Setelah perang usai, Wu tetap tinggal di Columbia sebagai asisten riset. Ia tidak menerima Piala Nobel, namun ia menjadi wanita pertama yang berhasil masuk ke American Physical Society, juga wanita pertama yang menerima Piala Cyrus B. Comstock dari US National Academy od Science. Juga menerima Medal of Sciende, yang merupakan penghargaan sains tertinggi di negara.
Selain itu, ia menjadi wanita pertama, yang menerima penghargaan honorary doctorate dari Universtiras Princeton.
Advertisement
Gertrude B. Elion
Gertrude B. Elion, ciptakan obat yang bantu penderita HIV dan AIDS
Kedua orangtua Gertrude merupakan imigran dari Lithuania. Ia menghabiskan masa kecilnya di Manhattan, di mana ayahnya memiliki praktek dokter gigi. Keluarganya pindah ke Bronx dan Gertrude bersekolah di kota tersebut. Ia dikenal sebagai murid yang "memiliki kehausan tak terkesudahan atas ilmu pengetahuan."

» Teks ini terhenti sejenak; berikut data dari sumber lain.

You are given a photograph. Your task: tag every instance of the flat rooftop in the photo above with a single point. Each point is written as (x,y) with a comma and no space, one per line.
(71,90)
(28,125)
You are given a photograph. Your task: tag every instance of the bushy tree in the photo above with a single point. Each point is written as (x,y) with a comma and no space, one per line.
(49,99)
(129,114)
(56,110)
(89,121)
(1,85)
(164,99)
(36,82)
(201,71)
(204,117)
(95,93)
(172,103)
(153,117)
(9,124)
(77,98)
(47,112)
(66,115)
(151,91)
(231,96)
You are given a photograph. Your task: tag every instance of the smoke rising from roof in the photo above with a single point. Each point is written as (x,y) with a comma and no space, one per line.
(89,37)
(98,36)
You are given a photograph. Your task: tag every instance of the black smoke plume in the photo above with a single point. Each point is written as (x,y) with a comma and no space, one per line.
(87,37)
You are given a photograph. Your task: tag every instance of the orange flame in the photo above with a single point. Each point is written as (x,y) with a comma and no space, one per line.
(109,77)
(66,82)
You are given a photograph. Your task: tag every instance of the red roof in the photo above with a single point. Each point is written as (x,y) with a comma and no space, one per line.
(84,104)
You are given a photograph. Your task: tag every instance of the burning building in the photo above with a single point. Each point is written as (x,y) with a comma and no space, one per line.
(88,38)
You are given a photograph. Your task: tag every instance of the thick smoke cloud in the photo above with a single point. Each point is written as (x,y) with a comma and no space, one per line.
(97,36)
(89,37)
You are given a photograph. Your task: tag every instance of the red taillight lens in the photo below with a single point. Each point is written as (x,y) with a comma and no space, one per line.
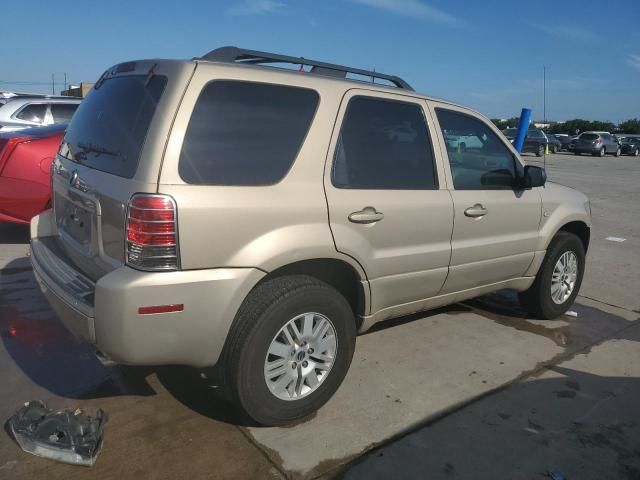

Gertrude, yang terdorong mengenyam pendidikan tinggi setelah kakeknya meninggal karena kanker, masuk Hunter College dan mengambil jurusan kimia. Usianya masih 15 tahun saat itu, dan ia lulus pada usia 19, dilaporkan dari BNRC.
Walau dengan kecerdasan luar biasa, ia mengalami kesulitan mendapat pekerjaan. Saat itu, banyak laboratorium yang menolak mempekerjakan ahli kimia wanita. Ia bekerja sebagai asisten laboratorium dan kembali bersekolah di New York University. Sembari menjadi guru pengganti di SMA, ia belajar meraih gelar Master, yang diterimanya di tahun 1941.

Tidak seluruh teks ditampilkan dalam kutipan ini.